Composite coronal venous phase magnetic resonance angiogram images showing kidneys of equal size with venous congestion at the hilum of the left kidney. Congested partially obstructed left renal veins (arrow) are shown at the lateral margin of the aorta with poorly developed collaterals to lumbar veins. The absence of either a lieno-renal pathway or an incompetent ovarian vein may explain the severity of her symptoms.

After discussion of the relative risks and benefits of renal venous stenting and autotransplantation, the patient opted for the latter. Haematuria resolved 2 days after transplantation of the left kidney into the pelvis, and 2 months later, she was pain free and back to normal student life. There have been no post-operative complications in >3 years of follow-up, and renal excretory function remains normal.

Discussion

The loin pain haematuria syndrome is essentially a diagnosis of exclusion, particularly of urinary tract infection, nephrolithiasis, papillary necrosis and glomerulonephritis. We believe that this is the first time that the nutcracker phenomenon has been shown to mimic the condition.

The symptoms of nutcracker syndrome are a consequence of chronic obstruction of the left renal vein and its tributaries, which are the veins of the renal hilum, the suprarenal vein from above and the testicular or ovarian vein from below. Left-sided renal venous hypertension leads to dilatation of the tributaries and development of collaterals around the kidney and its ureter, and perhaps the venous congestion is responsible for the left flank pain. Rupture of venules in the collecting system leads to the typical unilateral haematuria and sometimes proteinuria, with pain in the left flank.

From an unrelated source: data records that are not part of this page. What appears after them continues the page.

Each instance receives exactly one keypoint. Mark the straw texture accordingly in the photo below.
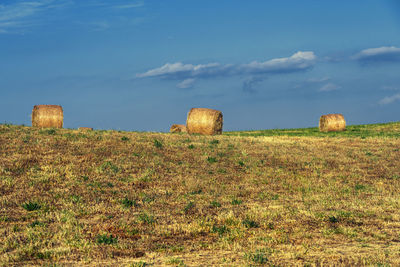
(178, 128)
(47, 116)
(204, 121)
(332, 123)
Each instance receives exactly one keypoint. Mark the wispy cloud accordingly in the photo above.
(129, 6)
(299, 61)
(318, 80)
(329, 87)
(21, 14)
(186, 84)
(389, 99)
(249, 84)
(380, 54)
(390, 88)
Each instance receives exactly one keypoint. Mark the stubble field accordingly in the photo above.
(289, 197)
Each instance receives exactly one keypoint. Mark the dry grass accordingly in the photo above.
(47, 116)
(178, 128)
(85, 129)
(125, 199)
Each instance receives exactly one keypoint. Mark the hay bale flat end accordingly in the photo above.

Obstruction to ovarian vein flow can cause the ‘pelvic congestion syndrome’—dysmenorrhoea, post-coital ache, dyspareunia and the formation of ovarian, pelvic, vulvar and sometimes gluteal vein varicosities [9]. There may even be venous involvement of the left lower limb. In the male, varicocoele is common. In a study of 93 patients with varicocoele, 28 were found to have obstruction to the left renal vein—compared with 2 of 76 controls [10].

In the case of the patient described here, it is possible that the severity of the symptoms was a result of her particular anatomy. The lack of either a lienorenal pathway or of collaterals between the left renal vein and lumbar veins on imaging meant that there was no ‘run-off’ to dissipate the high venous pressure. Imaging also demonstrated that the valve at the junction of the left ovarian vein with the left renal vein was not incompetent.

Our case illustrates the importance of keeping an open mind when seeing patients with loin pain and haematuria.

Conflict of interest statement. None declared.